About this calculator
The Horsepower Calculator converts between horsepower, brake horsepower, kilowatts, and metric PS. It is useful when comparing UK car listings, European specifications, electric vehicle motor power, motorcycle data, and imported vehicle information. The calculator treats HP and BHP as numerically equivalent for simple comparison, while PS and kW use their standard conversion factors.
Horsepower Calculator method
This calculator uses straightforward fuel economy, vehicle measurement, or unit conversion formulas. Results are estimates for planning and comparison, so real-world driving, vehicle condition, load, weather, route type, and manufacturer data can change the outcome.
- kW = HP x 0.7457
- HP = kW x 1.341
- kW = PS x 0.7355
- PS = kW x 1.3596
How to use the Horsepower Calculator
- Enter the main vehicle or journey figures requested by the calculator.
- Use UK units where shown, especially miles, litres, UK MPG, and prices per litre.
- Check whether the calculator is asking for measured real-world figures or official brochure figures.
- Review the headline result and the supporting breakdown below it.
- Compare at least two scenarios if you are choosing between vehicles, journeys, or running-cost assumptions.
- Adjust one assumption at a time to see which input changes the result most.
- Use the result as an estimate, then confirm important decisions with real quotes, vehicle records, or specialist advice.
Worked examples
Convert kW to HP
Input: 110 kW
Calculation: 110 x 1.341
Result: About 147.5 HP
Convert PS to kW
Input: 150 PS
Calculation: 150 x 0.7355
Result: About 110.3 kW
HP, BHP, PS, and kW
Car listings may use different power units depending on market and manufacturer. kW is the SI unit and is common for electric vehicles and technical documents. PS is metric horsepower and often appears in European data. BHP is commonly used in UK motoring language.
Power is not the whole performance story
Acceleration and drivability also depend on torque, gearing, weight, traction, aerodynamics, battery state, and power delivery. Two cars with the same horsepower can feel very different.
Why real-world results vary
Fuel economy and running costs can shift noticeably from the calculated result.
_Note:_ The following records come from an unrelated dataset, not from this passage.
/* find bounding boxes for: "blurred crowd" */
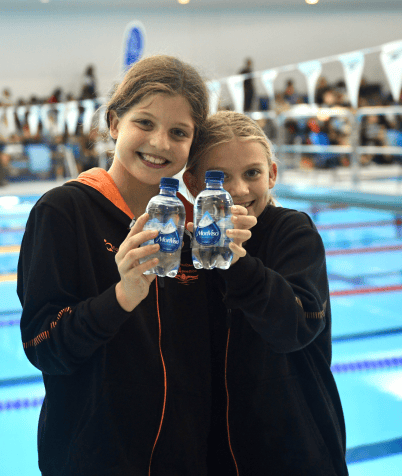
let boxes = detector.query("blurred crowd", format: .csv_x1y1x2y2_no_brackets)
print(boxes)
1,66,402,185
0,65,115,186
255,77,402,169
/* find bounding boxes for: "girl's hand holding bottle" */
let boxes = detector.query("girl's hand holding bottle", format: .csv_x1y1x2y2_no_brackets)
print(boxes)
226,205,257,265
187,205,256,267
115,213,160,312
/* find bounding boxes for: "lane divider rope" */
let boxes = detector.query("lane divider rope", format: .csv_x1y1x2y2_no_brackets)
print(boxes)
331,356,402,373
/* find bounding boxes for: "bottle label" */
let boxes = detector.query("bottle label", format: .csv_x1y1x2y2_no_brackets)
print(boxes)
155,218,181,252
195,211,221,245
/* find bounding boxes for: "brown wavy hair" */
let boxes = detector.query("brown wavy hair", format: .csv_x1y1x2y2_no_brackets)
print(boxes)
106,55,209,156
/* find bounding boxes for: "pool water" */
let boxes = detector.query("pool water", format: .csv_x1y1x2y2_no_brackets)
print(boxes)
1,193,401,475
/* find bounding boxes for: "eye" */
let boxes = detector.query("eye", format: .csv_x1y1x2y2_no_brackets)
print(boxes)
222,172,230,182
245,169,261,179
136,119,153,128
171,128,187,138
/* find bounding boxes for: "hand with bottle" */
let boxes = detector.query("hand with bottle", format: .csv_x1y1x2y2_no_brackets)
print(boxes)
189,170,257,269
115,213,161,312
187,204,256,268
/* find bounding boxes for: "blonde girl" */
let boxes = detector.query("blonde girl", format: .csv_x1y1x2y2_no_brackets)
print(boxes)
183,110,348,476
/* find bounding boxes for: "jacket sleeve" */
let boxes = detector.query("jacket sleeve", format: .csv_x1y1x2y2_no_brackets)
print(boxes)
17,199,132,376
218,213,329,353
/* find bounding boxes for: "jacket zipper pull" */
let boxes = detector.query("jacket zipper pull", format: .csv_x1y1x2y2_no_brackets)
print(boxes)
158,276,165,288
226,308,232,328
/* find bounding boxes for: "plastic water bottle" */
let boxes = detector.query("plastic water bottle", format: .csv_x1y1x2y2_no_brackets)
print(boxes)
140,177,185,278
192,170,234,270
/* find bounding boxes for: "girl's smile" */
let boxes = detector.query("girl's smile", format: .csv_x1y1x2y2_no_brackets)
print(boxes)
137,152,170,168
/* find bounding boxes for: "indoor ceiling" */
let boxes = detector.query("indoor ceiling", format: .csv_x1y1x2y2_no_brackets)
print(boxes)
2,0,402,12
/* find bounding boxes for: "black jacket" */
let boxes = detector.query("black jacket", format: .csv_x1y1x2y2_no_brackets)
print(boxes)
18,168,348,475
18,168,212,475
210,204,348,475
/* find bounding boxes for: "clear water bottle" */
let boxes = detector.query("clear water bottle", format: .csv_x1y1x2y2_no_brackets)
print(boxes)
192,170,234,270
140,177,185,278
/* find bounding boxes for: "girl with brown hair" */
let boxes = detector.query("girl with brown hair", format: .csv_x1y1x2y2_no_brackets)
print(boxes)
17,56,253,475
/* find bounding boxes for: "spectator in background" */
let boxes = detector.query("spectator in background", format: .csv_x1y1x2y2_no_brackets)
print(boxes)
80,65,98,100
321,87,338,107
48,88,63,104
0,88,13,106
274,92,291,115
283,79,300,105
360,114,391,165
238,58,255,112
315,76,329,105
334,81,349,107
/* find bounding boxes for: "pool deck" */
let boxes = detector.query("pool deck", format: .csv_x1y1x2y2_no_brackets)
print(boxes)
1,164,401,200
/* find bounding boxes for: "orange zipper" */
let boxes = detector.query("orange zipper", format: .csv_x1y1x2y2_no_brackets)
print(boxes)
148,277,167,476
225,326,240,476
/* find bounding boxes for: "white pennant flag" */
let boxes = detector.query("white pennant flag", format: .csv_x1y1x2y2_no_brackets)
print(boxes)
56,103,66,135
261,69,278,108
40,104,52,135
227,75,244,113
82,99,96,134
65,101,80,136
27,105,41,136
339,51,365,108
207,81,222,114
17,106,27,126
380,40,402,103
6,106,17,135
298,60,322,105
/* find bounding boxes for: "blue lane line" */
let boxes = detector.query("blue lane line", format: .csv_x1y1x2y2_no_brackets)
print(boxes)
333,327,402,343
0,395,44,412
0,310,21,317
331,355,402,373
346,437,402,464
0,375,43,388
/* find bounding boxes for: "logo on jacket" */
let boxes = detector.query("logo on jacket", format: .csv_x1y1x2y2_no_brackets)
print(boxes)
104,239,119,254
175,263,198,285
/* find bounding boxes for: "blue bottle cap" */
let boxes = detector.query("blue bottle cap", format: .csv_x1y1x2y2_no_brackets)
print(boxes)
160,177,179,190
205,170,224,182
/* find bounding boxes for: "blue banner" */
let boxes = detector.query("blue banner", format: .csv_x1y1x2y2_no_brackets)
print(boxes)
122,21,146,73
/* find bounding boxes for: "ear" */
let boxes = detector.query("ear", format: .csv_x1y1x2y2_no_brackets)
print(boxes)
183,169,200,198
269,162,278,189
109,111,120,140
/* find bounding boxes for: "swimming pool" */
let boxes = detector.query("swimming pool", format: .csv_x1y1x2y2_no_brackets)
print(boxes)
1,192,401,475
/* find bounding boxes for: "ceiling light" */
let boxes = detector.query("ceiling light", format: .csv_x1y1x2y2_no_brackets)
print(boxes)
305,0,319,4
178,0,190,4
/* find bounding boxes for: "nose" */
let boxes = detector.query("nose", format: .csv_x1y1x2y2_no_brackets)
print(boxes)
149,129,170,151
227,177,249,199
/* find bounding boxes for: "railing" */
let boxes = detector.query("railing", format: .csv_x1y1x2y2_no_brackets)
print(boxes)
249,105,402,186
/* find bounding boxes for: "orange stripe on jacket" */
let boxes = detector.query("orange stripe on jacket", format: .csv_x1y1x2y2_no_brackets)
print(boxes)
72,168,134,219
71,167,194,225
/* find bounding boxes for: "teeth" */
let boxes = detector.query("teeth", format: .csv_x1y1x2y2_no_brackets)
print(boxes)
140,153,168,165
235,202,252,207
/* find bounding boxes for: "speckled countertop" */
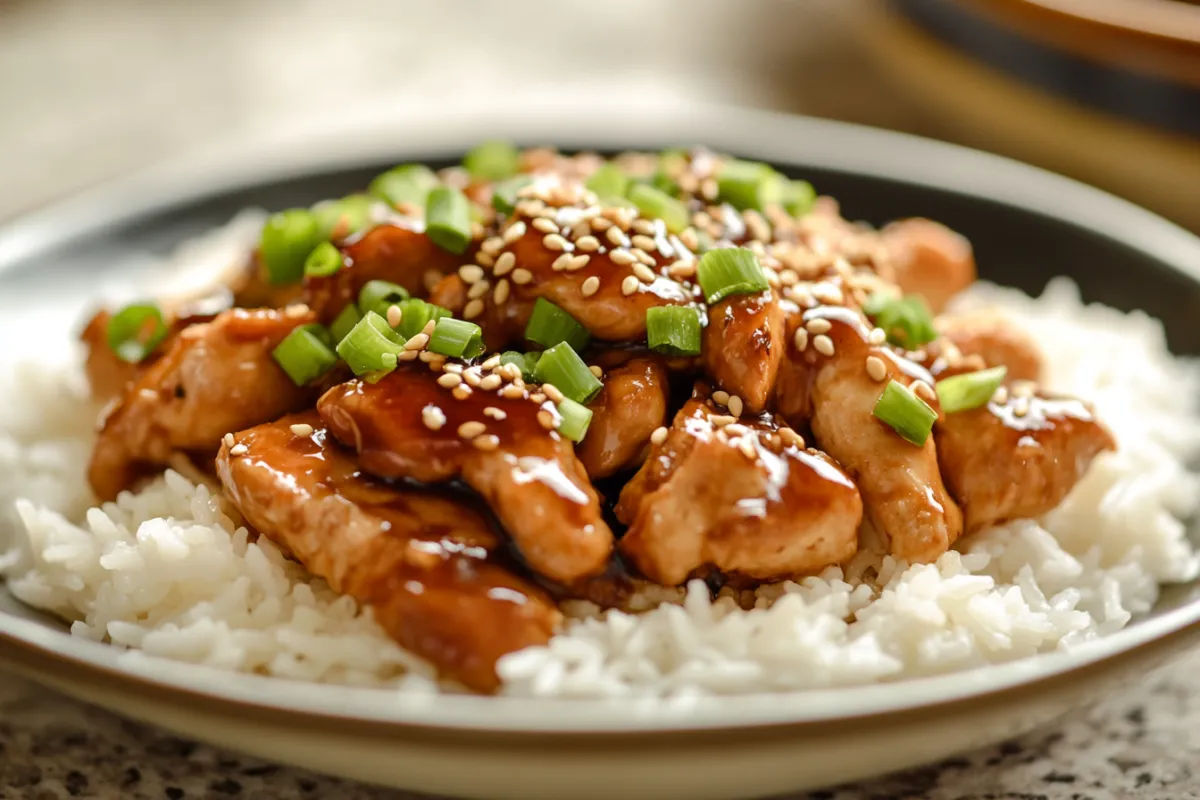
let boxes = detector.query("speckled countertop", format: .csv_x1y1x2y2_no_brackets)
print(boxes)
3,1,1200,798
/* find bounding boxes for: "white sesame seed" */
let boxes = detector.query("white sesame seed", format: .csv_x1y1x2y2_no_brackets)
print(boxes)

Short trips, cold starts, roof boxes, tyre pressure, motorway speed, stop-start traffic, heavy loads, air conditioning, and poor servicing can all increase fuel use.
For buying decisions, compare a conservative scenario as well as an optimistic one. A car that looks cheaper on official MPG may cost more if your real-world driving pattern is mainly urban or short-distance.
Common mistakes and edge cases
- Marketing figures may quote peak power, not continuous power.
- Electric vehicles may limit power at low battery charge or high temperature.
- BHP and wheel horsepower are not the same measurement.
- Rounding can make published HP and PS figures appear inconsistent.
Limitations
This calculator is for general information only. It is not financial, engineering, insurance, valuation, or mechanical advice.
- The calculator converts units only and does not estimate acceleration or towing ability.
- It does not distinguish between engine output, motor output, and wheel horsepower.
- Use manufacturer data for technical or compliance decisions.
Frequently asked questions
Is BHP the same as HP?
For simple listings they are often treated similarly, but precise measurement context can differ.
What is PS?
PS is metric horsepower, commonly used in European vehicle specifications.
Why do EVs use kW?
Kilowatts are the standard SI power unit and are widely used for motors and charging.
Does more horsepower mean faster?
Usually it helps, but weight, torque, tyres, gearing, and traction also matter.
Can I convert horsepower to torque?
Only if engine speed is known. Horsepower and torque are related through RPM.